ROCm · jiayyu · Jun 4, 2026 · Jun 9, 2026 · Jun 10, 2026 · Jun 10, 2026
diff --git a/atom/config.py b/atom/config.py
@@ -981,6 +981,7 @@ class Config:
     model: str
     trust_remote_code: bool = False
     max_num_batched_tokens: int = 16384
+    long_prefill_token_threshold: int = 0
     attn_prefill_chunk_size: int = 16384
     scheduler_delay_factor: float = 0.0
     max_num_seqs: int = 512
@@ -1104,6 +1105,19 @@ def __post_init__(self):
                 self.max_model_len, hf_config_max_position_embeddings
             )
         # assert self.max_num_batched_tokens >= self.max_model_len
+        if self.long_prefill_token_threshold > 0:
+            if self.long_prefill_token_threshold > self.max_model_len:
+                raise ValueError(
+                    f"long_prefill_token_threshold "
+                    f"({self.long_prefill_token_threshold}) cannot be greater "

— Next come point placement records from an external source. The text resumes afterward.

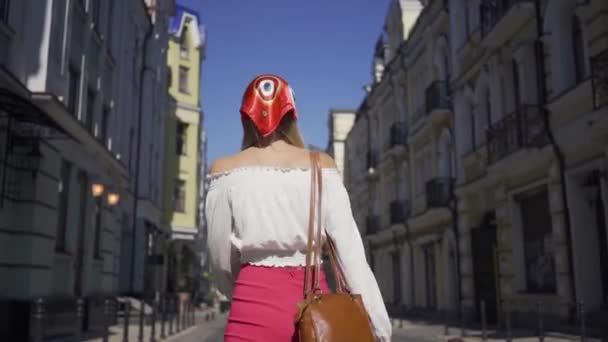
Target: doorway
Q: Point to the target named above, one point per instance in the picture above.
(483, 242)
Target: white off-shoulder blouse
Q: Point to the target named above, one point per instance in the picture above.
(259, 215)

+                    f"than max_model_len ({self.max_model_len})."
+                )
+            if self.long_prefill_token_threshold < self.kv_cache_block_size:
+                raise ValueError(
+                    f"long_prefill_token_threshold "
+                    f"({self.long_prefill_token_threshold}) must be >= "

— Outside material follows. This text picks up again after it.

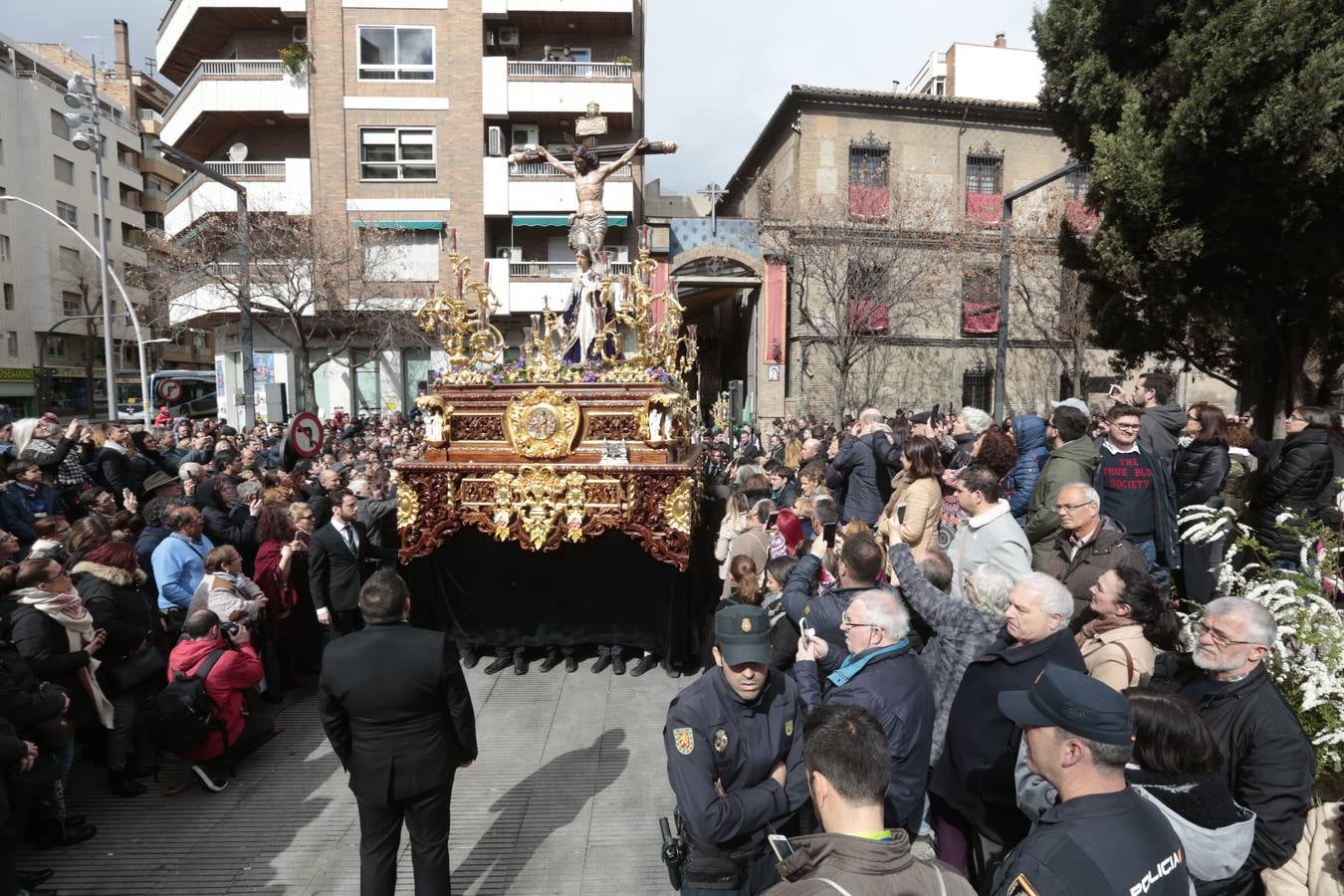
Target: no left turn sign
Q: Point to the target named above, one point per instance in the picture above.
(306, 434)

+                    f"kv_cache_block_size ({self.kv_cache_block_size})."
+                )
         if not is_plugin_mode():
             if self.torch_profiler_dir is not None:
                 os.makedirs(self.torch_profiler_dir, exist_ok=True)
@@ -1163,16 +1177,7 @@ def __post_init__(self):
             v4_block_size = 128
             if self.kv_cache_block_size != v4_block_size:
                 self.kv_cache_block_size = v4_block_size
-            # TODO: V4's per-request SWA buffer cannot be restored from the classical
-            # KV pool on prefix cache hit, so disable prefix caching silently.
-            if self.enable_prefix_caching:
-                import logging
-
-                logging.getLogger(__name__).warning(
-                    "DeepSeek-V4 does not support prefix caching "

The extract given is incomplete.